Wednesday, May 7, 2008

Dreamfall: The Longest Rollercoaster

Dreamfall: The Longest Journey
Adventure, PC
Funcom, 2006

A little background detailing my experience with this franchise is in order. I bought The Longest Journey a few years or so after it released. Dabbling in some of the shining gems of Lucasarts' golden years put me on an adventure game high. And suddenly, out comes this critically acclaimed adventure game completely bombing at retail. So perhaps the purchase was motivated by sympathy. Regardless, I brought the game home and used its half a dozen CD's to place its, then rather unwieldy, 1GB girth onto my, then considered small, 20GB hard drive.

I ended up falling in love with the storyline. Now don't get me wrong, the game had its flaws. For one, it had atrocious graphics. It also happened to follow the adventure game nomenclature of oftentimes ridiculous puzzle solutions. Not as bad as the worst in the genre, but enough to give me reason to stop playing the game for short periods. Despite how hard it was on my eyes and mind, I soldiered on and the game found it way into a special soft spot in my heart.

Playing Dreamfall has really convinced me game reviews need to move away from scores. I know that'll probably never happen, considering how much people like immediate satisfaction. People like those numerical symbols that categorize games as either perfect or trash. It really is easier to glance at a score than to read paragraph after paragraph of this... text-stuff.

Despite scoring a "dismal" 75 on Metacritic, I managed to enjoy Dreamfall. Shocking, I know. How can someone enjoy a FLAWED game? As a certain Escapist employed, Australian, comedy internet videogame reviewer put it, "I don't believe in complex opinion being represented numerically."

If I could quantify enjoyment(something I honestly am not going to do here) I'd probably rate this game more than a 75. Maybe an 90 or so(OK, I just did it, sorry). But wait a 90 doesn't reflect the game's flaws at all. I could say that it gets a 60 animation wise. It gets a 40 for its premature action and stealth sequences. But if you want to talk production values, the art direction probably gets an 90 - and so on and so on until we've compiled a big list of numbers. We can then average those numbers into one arbitrary, bigger number everyone can glance at while they ignore everything I'm typing here.

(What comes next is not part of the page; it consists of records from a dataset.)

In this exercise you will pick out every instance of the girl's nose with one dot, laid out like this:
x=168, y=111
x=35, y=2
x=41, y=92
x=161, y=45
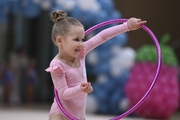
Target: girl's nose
x=81, y=44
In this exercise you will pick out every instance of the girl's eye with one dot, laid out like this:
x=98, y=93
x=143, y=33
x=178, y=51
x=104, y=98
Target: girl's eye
x=76, y=39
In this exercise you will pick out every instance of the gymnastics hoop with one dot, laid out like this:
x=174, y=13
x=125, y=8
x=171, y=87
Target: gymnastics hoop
x=150, y=88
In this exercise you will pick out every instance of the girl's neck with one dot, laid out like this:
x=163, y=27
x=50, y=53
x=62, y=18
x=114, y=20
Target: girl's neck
x=71, y=61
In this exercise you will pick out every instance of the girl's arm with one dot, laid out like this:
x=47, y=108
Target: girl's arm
x=105, y=35
x=131, y=24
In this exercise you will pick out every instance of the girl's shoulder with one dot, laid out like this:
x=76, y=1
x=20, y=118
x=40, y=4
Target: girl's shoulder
x=55, y=65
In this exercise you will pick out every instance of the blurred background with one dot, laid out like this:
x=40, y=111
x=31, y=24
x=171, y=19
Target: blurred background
x=121, y=70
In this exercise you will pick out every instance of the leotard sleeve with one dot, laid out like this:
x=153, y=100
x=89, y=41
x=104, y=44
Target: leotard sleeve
x=105, y=35
x=59, y=81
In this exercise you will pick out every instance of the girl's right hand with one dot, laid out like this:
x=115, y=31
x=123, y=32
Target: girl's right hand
x=86, y=87
x=135, y=23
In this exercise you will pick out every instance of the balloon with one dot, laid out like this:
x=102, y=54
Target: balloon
x=89, y=5
x=92, y=104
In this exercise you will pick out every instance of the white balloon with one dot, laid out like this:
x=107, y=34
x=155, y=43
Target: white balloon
x=92, y=104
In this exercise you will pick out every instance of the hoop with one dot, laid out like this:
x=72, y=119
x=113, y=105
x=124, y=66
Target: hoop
x=150, y=88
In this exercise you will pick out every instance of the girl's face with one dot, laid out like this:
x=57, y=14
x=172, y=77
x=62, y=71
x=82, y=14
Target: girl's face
x=73, y=43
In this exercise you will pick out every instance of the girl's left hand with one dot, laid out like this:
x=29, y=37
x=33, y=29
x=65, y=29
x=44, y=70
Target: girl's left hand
x=86, y=87
x=135, y=23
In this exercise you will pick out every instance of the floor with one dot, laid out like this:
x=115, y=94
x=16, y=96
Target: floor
x=41, y=113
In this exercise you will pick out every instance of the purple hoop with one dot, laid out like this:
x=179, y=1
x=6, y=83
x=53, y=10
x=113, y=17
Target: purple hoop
x=150, y=88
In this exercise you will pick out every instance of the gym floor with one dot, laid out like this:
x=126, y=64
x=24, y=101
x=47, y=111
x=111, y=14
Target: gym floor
x=41, y=113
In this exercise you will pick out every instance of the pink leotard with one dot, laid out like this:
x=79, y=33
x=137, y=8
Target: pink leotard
x=67, y=80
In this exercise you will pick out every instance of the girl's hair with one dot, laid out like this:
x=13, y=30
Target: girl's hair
x=62, y=24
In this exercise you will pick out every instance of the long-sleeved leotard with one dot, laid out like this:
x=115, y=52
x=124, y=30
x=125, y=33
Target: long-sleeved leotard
x=67, y=80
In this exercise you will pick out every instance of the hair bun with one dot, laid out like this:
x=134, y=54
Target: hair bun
x=58, y=15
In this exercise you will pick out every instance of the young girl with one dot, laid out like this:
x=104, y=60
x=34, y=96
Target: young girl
x=68, y=69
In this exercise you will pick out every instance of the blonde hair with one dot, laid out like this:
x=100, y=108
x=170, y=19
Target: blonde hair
x=62, y=24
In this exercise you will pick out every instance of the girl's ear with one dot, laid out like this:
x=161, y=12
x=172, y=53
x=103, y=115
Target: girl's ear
x=58, y=40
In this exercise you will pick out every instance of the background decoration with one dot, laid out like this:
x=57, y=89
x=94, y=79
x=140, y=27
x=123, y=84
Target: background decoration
x=163, y=100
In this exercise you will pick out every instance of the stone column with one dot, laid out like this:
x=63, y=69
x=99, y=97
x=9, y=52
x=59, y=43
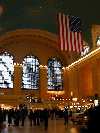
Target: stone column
x=96, y=76
x=43, y=82
x=65, y=82
x=85, y=80
x=73, y=81
x=17, y=79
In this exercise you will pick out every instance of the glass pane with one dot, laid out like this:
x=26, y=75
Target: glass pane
x=54, y=74
x=6, y=70
x=30, y=78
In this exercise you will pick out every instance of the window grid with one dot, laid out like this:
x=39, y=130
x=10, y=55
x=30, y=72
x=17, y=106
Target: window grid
x=30, y=77
x=6, y=70
x=54, y=75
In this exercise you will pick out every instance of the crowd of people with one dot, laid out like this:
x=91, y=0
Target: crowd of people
x=36, y=117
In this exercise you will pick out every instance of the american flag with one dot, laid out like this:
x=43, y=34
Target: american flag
x=70, y=33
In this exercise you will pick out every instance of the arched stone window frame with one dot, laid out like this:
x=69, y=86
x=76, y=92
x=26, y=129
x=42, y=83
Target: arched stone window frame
x=33, y=84
x=7, y=72
x=56, y=83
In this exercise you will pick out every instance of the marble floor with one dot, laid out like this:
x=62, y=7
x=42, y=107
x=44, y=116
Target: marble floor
x=55, y=126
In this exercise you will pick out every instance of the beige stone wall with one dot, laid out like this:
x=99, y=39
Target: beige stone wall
x=95, y=31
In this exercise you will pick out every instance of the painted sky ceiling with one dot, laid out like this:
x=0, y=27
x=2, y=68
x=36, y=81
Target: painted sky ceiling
x=41, y=14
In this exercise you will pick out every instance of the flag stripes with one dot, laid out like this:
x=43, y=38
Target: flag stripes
x=69, y=40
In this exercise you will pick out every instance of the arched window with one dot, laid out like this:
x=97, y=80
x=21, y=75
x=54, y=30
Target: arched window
x=30, y=77
x=86, y=50
x=98, y=41
x=54, y=74
x=6, y=70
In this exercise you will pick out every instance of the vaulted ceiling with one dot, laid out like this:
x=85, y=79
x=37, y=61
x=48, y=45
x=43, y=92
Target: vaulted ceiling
x=41, y=14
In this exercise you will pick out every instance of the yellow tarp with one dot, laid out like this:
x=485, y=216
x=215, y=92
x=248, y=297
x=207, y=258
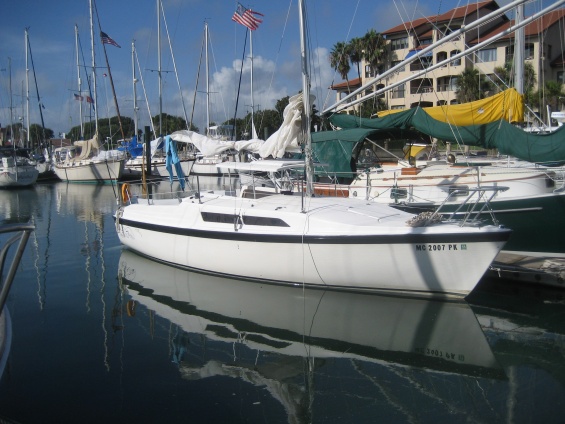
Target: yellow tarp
x=507, y=105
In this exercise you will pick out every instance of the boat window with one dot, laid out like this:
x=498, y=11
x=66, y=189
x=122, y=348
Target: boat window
x=266, y=222
x=398, y=193
x=226, y=218
x=459, y=190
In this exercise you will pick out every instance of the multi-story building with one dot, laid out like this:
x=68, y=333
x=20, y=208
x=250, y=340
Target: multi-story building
x=544, y=49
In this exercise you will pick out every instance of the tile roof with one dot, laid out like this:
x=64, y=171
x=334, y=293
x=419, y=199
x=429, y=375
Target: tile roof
x=457, y=13
x=533, y=28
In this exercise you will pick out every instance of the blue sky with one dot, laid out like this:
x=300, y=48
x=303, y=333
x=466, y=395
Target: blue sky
x=275, y=47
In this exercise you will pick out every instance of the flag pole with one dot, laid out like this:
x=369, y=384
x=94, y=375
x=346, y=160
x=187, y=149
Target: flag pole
x=111, y=80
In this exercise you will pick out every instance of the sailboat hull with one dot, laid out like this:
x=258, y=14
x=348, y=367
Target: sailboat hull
x=339, y=243
x=20, y=176
x=90, y=171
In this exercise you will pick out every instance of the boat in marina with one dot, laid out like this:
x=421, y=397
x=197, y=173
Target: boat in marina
x=528, y=163
x=16, y=170
x=313, y=241
x=86, y=162
x=274, y=336
x=532, y=206
x=136, y=162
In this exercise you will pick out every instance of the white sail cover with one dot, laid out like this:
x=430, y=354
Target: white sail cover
x=287, y=138
x=206, y=145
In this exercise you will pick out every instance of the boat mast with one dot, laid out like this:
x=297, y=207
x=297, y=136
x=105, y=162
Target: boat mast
x=11, y=105
x=93, y=69
x=159, y=67
x=519, y=46
x=306, y=100
x=134, y=89
x=253, y=132
x=79, y=83
x=207, y=80
x=26, y=137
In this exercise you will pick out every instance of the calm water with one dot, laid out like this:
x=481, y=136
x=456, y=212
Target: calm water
x=102, y=335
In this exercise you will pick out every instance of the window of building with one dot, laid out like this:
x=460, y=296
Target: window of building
x=529, y=51
x=399, y=43
x=487, y=55
x=397, y=92
x=441, y=56
x=425, y=42
x=455, y=62
x=396, y=62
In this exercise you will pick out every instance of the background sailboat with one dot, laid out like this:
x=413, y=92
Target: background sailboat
x=86, y=161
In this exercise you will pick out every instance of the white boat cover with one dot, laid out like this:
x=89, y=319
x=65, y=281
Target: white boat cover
x=287, y=138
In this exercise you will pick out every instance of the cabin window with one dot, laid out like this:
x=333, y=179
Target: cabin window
x=226, y=218
x=398, y=193
x=459, y=190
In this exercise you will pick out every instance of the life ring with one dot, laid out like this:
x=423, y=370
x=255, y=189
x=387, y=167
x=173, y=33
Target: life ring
x=126, y=197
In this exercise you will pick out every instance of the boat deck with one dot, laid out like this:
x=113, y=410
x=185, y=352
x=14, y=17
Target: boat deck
x=546, y=271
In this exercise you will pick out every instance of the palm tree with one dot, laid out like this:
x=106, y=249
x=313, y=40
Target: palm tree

I'm sure I can overlook the fact that they forgot to hire a professional 3D animator if the gameplay is fun. I mean, that's what games are all about. Except the game plays like it's trying to single handedly appeal to both modern gamers with preferences for action games, and console gamers that need simplified controls. Feats that would easily revolutionize the adventure game genre. Unfortunately our friends over at Funcom just don't seem to have the talent.

I've spent a good part of this post bashing the game so let's not forget that I like Dreamfall. At this point I give my friends permission to bash me endlessly for my hypocrisy. I've don't like those JRPG, "SQUEE-NIX" things they worship so much. Stop playing your interactive movie/novels with tacked on turn based combat and convoluted storylines about spikey-haired emo kids saving the world!

I think it's all a misuse of the medium. JRPG's seem to maintain a minimal amount of interaction between the player and the narrative being spewed forth by endless, controller dropping, "let's go make a sandwhich" cinematics.

Yet here we are. You've all caught me red handed playing a game just for the storyline. I admit it. I'm closing my eyes and covering my ears and screaming "lalala" through every stunted action and stealth sequence so I can watch emo girls whine about having no purpose in life. Then save the world.

The storyline really isn't that bad. It's like Sci-Fi and fantasy at the same time. It'll gel with anyone who's ever done some soul searching. The characters are lovable. I just really hope Funcom isn't so occupied with Age of Conan that they forget Dreamfall: Chapters.